Champions don’t do extraordinary things. They do ordinary things, but they do them without thinking, too fast for the other team to react. They follow the habits they’ve learned.

Now this was a novel idea. Football is supposed to be a game that balances brains with brawn, and Tony Dungy said that players with good habits are better than players that think too much. Dungy said that good habits allowed football players to react quicker than their opponents. This is of utmost importance. Football is a game of milliseconds, and those milliseconds separate winners from losers. If you do the right thing by habit, he said, eventually, and most of the time, you come out on top.

Dungy understood habit formation and habit change and he became a winning coach and produced winning teams.

In the same way, Moses taught that God wants us to navigate our lives by habit. The more we do right, the easier it is to do right. God wants us to get so much in the habit of doing right that faced with a choice of doing right or doing wrong we don’t even have to think about it. The best time to resist temptation is the moment that the temptation presents itself. The longer we think about it, the more likely we are to give in. If we want to think, we ought to think about this: The rewards of doing wrong are immediate, and temporary. The rewards of doing right may take longer to achieve, but they are eternal.

Let me finish up with a couple of stories.

Earlier this summer, Elayne and I went downtown to see an afternoon movie at the Aperture Theater. After the movie we decided to walk down 4th Street toward the Reynolds Building. We walked, and we remembered the way things were. Then we turned around and started back. We were just opposite the Aperture when I suddenly noticed a very beautiful young lady walking toward us. I followed her with my eyes until she passed, and my eyes met those of my wife. I said, “She is beautiful!” Then, in a quick recovery, I added, “Of course she is not as beautiful as you.” As an aside let me say that every husband ought to think his wife the most beautiful woman in the world, and he ought to tell her that everyday. If he says it often enough, she will believe it, and if she believes it, he will believe it, and they will both be happier. Anyway, Elayne said, “Yes, she was very beautiful, and did you notice that she was walking with the movie star, Owen Wilson?” With that I turned around, and saw she was indeed with Owen Wilson. Then Elayne and I continued down the street, and she said that the girl was probably camouflage for Owen Wilson. And I said, “Yes, but remember though she is pretty now, you have been pretty to me for twice as long as she is old.” And she has. And it was a nice evening.

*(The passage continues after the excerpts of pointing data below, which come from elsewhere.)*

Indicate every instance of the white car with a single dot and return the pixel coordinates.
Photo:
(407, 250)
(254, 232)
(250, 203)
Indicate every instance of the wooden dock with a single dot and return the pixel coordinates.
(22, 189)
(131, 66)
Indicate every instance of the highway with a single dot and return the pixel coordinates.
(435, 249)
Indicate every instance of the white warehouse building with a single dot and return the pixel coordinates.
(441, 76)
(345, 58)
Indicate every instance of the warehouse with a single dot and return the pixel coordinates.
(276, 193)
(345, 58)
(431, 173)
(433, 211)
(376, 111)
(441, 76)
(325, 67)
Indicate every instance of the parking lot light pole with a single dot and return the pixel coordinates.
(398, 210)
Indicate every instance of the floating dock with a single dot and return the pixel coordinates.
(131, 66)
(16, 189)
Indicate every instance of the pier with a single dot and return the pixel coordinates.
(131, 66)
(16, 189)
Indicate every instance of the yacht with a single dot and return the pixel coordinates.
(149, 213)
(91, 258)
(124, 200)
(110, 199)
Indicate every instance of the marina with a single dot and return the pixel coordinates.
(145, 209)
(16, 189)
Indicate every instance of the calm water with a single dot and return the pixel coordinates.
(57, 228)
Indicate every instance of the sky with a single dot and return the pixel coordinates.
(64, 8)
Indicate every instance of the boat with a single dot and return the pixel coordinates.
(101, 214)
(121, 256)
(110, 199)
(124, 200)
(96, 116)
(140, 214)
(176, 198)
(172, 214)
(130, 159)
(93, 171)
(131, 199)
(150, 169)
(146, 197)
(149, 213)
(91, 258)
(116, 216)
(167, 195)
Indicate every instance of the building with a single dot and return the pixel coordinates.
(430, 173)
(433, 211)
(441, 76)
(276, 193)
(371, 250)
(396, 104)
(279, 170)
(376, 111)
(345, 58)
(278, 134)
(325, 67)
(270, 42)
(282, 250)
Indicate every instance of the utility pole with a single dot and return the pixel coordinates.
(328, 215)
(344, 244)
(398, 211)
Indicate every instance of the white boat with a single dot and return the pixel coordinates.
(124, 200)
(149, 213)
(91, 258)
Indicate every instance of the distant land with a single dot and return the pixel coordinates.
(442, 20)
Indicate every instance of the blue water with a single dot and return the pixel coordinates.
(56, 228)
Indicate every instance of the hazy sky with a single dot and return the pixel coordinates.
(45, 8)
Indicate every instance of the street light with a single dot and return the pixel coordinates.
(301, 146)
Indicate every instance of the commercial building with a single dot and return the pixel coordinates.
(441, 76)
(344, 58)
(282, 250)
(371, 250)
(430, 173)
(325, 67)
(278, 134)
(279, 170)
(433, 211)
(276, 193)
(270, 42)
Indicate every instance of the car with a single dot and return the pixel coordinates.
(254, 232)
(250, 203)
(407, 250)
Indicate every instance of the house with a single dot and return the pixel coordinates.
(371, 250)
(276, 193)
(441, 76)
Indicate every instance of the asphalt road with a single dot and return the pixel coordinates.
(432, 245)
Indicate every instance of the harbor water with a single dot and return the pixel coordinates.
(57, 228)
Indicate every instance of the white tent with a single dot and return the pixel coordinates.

Let me tell you a second story. Years ago I was walking across the campus of Princeton Theological Seminary with my friend, Father Donald, who was a Franciscan Priest. Suddenly a very beautiful girl loomed up before us. Father\. Donald raised his hand to his eyes like a salute, punched me in the ribs with his elbow, and said, in a voice only I could hear, “Stewardship of the eyes, brother, stewardship of the eyes.” He was right.

I have mentioned a movie star. Let me mention a line from a movie. It was Hannibal Lector who said, “What does a man covet except that which he sees.” He was right. If you don’t want to spend money, don’t shop. If you want to loose weight, avoid restaurants with all you can eat buffets. If you want to break an addiction to drugs, or alcohol, don’t spend time with people using them. What we see, we think about, and the temptation arises. Let us add a new first line to the verses that have been a running refrain for us over the last several weeks.

Beware your looking, because your looking becomes thought,
Beware your thoughts for you thoughts become words.
Beware your words for your words become actions.
Beware your actions for your actions become habits.
Beware your habits for your habits become character.
Beware your character for your character becomes your destiny.

The way to a good long live in the pleasant place we live is to live according to the habits that God gave.